Multi-turn-to-single-turn (M2S) compresses iterative red-teaming into one structured prompt, but prior work relied on a handful of manually written templates. We present X-Teaming Evolutionary M2S, an automated framework that discovers and optimizes M2S templates through language-model-guided evolution. The system pairs smart sampling from 12 sources with an LLM-as-judge inspired by StrongREJECT and records fully auditable logs. Maintaining selection pressure by setting the success threshold to $\theta = 0.70$, we obtain five evolutionary generations, two new template families, and 44.8% overall success (103/230) on GPT-4.1. A balanced cross-model panel of 2,500 trials (judge fixed) shows that structural gains transfer but vary by target; two models score zero at the same threshold. We also find a positive coupling between prompt length and score, motivating length-aware judging. Our results demonstrate that structure-level search is a reproducible route to stronger single-turn probes and underscore the importance of threshold calibration and cross-model evaluation. Code, configurations, and artifacts are available at https://github.com/hyunjun1121/M2S-x-teaming.

🔍 Key Points

  • Introduction of X-Teaming Evolutionary M2S framework for automated discovery of M2S templates.
  • Achieved 44.8% overall success rate via five generations of template evolution while maintaining strict selection pressure.
  • Demonstrated a positive correlation between prompt length and effectiveness of template prompts, leading to recommendations for length-aware judging.
  • Established the importance of threshold calibration in template evaluation, showcasing how stricter criteria can foster more meaningful improvements in template structure.
  • Cross-model evaluation indicated variability in template performance, stressing the necessity of diverse validation methods.

💡 Why This Paper Matters

This paper presents a significant advancement in the automated generation and optimization of multi-turn-to-single-turn jailbreak templates, thereby enhancing the reproducibility and efficiency of adversarial probing for language models. Its findings underline critical considerations for setting evaluation thresholds and demonstrate a robust framework for continual improvement in prompt structures.
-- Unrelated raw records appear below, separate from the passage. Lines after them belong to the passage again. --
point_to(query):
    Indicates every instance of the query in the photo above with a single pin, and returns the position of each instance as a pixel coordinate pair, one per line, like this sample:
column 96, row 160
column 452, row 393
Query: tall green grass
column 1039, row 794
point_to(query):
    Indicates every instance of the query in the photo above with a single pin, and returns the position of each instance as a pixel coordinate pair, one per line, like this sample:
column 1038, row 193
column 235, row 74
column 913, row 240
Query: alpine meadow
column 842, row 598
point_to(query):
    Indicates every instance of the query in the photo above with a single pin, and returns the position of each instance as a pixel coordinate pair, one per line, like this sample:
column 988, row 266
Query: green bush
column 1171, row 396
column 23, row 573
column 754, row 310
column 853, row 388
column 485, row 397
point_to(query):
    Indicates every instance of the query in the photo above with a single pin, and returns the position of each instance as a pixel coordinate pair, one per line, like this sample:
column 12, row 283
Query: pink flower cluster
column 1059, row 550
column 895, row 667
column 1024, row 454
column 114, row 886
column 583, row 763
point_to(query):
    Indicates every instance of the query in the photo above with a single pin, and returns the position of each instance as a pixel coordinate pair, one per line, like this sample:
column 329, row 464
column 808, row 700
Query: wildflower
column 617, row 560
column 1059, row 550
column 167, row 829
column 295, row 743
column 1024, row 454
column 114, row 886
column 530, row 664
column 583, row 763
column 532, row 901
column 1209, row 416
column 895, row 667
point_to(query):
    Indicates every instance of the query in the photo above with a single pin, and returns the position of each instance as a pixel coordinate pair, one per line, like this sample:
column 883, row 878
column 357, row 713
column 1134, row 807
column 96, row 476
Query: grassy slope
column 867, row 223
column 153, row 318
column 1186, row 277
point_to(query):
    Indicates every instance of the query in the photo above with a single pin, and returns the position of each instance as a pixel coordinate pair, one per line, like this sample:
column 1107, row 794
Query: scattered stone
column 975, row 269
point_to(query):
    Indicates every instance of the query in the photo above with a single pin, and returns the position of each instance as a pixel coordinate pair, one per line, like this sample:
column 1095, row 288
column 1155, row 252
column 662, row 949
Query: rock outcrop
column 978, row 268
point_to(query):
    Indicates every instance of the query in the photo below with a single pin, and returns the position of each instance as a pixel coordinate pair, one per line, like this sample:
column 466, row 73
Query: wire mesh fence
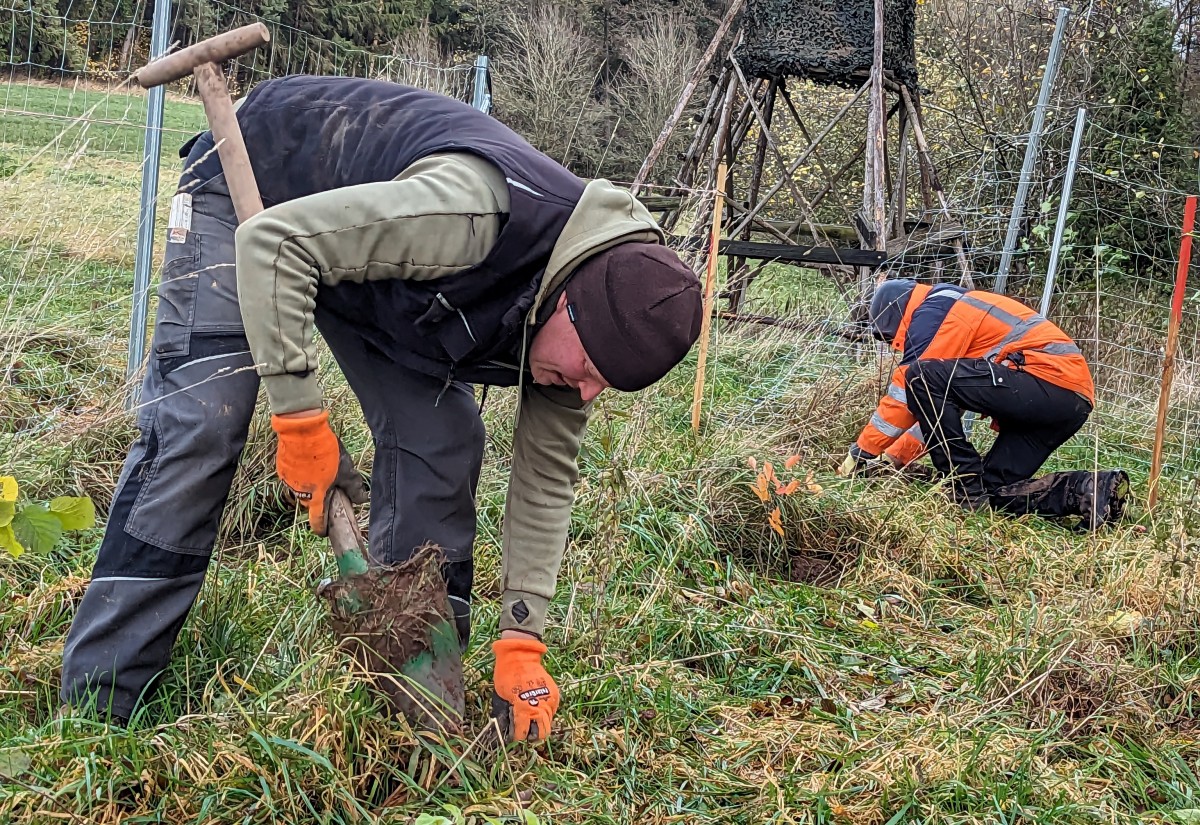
column 70, row 162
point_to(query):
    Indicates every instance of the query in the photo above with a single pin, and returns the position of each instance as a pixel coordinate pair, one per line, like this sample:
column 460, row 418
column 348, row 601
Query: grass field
column 888, row 660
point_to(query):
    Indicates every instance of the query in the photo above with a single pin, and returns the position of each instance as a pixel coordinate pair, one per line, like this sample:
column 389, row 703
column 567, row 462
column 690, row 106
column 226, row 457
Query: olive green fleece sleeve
column 441, row 216
column 551, row 422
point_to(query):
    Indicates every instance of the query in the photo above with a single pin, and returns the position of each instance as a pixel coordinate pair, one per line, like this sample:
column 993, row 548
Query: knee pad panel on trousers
column 195, row 420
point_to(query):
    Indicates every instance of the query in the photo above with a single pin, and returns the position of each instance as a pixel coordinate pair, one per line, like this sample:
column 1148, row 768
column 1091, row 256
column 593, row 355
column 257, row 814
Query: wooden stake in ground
column 706, row 325
column 1173, row 338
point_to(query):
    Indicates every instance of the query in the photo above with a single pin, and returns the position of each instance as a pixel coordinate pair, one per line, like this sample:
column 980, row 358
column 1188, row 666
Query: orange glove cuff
column 306, row 461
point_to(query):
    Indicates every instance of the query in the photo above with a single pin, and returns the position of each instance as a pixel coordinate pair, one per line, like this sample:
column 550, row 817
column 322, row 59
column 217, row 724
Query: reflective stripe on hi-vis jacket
column 948, row 324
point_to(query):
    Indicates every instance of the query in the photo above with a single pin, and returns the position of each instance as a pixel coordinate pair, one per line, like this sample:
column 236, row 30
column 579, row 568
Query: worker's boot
column 1095, row 498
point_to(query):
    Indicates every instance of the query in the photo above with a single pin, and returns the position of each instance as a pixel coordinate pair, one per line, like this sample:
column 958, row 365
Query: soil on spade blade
column 397, row 625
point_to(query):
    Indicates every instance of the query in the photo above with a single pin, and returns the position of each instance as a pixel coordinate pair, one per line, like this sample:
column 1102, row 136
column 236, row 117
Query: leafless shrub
column 659, row 50
column 546, row 71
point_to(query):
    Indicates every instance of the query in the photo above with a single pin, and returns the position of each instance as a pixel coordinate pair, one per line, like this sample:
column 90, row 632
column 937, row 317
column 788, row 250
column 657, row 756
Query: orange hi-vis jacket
column 960, row 324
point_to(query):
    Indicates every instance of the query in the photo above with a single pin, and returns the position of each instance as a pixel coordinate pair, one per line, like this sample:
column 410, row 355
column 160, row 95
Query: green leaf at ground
column 37, row 528
column 13, row 763
column 9, row 541
column 7, row 500
column 75, row 512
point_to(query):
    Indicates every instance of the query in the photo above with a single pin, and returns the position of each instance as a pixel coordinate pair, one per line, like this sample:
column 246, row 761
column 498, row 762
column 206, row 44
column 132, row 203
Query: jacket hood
column 605, row 217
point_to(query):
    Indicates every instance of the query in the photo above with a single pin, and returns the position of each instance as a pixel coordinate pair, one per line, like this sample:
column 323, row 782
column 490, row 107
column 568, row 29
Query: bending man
column 433, row 248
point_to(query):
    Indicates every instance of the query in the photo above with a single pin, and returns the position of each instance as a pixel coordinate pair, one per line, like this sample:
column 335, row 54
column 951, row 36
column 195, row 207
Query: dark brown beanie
column 637, row 309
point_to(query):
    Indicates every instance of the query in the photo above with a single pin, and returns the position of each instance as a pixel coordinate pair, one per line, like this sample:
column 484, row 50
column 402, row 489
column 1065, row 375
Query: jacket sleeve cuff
column 293, row 393
column 522, row 610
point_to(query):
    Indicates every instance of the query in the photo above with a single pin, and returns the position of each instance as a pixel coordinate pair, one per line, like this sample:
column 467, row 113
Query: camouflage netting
column 827, row 41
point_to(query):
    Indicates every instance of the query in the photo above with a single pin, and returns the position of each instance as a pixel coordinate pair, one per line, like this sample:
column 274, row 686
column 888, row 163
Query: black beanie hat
column 637, row 309
column 888, row 305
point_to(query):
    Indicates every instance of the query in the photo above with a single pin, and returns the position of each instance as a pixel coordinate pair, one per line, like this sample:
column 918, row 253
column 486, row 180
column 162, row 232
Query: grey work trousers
column 197, row 402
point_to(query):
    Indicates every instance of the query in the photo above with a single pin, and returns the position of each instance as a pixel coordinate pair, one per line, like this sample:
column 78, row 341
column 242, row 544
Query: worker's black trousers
column 1033, row 417
column 195, row 414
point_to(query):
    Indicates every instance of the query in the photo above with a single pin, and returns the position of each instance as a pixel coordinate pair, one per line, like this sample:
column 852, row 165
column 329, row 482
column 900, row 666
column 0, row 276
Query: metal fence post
column 481, row 96
column 1031, row 150
column 1061, row 224
column 144, row 256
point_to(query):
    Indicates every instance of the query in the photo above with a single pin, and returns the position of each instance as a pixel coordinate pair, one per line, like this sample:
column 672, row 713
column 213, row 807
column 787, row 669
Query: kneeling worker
column 989, row 354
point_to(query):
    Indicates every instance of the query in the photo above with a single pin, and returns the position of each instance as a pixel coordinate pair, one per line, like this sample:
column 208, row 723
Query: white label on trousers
column 179, row 222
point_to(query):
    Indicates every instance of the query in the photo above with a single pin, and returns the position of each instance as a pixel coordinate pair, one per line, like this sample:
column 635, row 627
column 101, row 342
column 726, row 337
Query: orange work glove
column 526, row 698
column 312, row 463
🎯 Why It's Interesting for AI Security Researchers

The research is particularly relevant to AI security researchers who are focused on understanding vulnerabilities in language models and developing defenses against misuse. The innovative approach of using LLM-as-judge and evolutionary methods for template generation is a novel contribution that can lead to more effective adversarial testing and ensures better alignment of security measures in AI systems.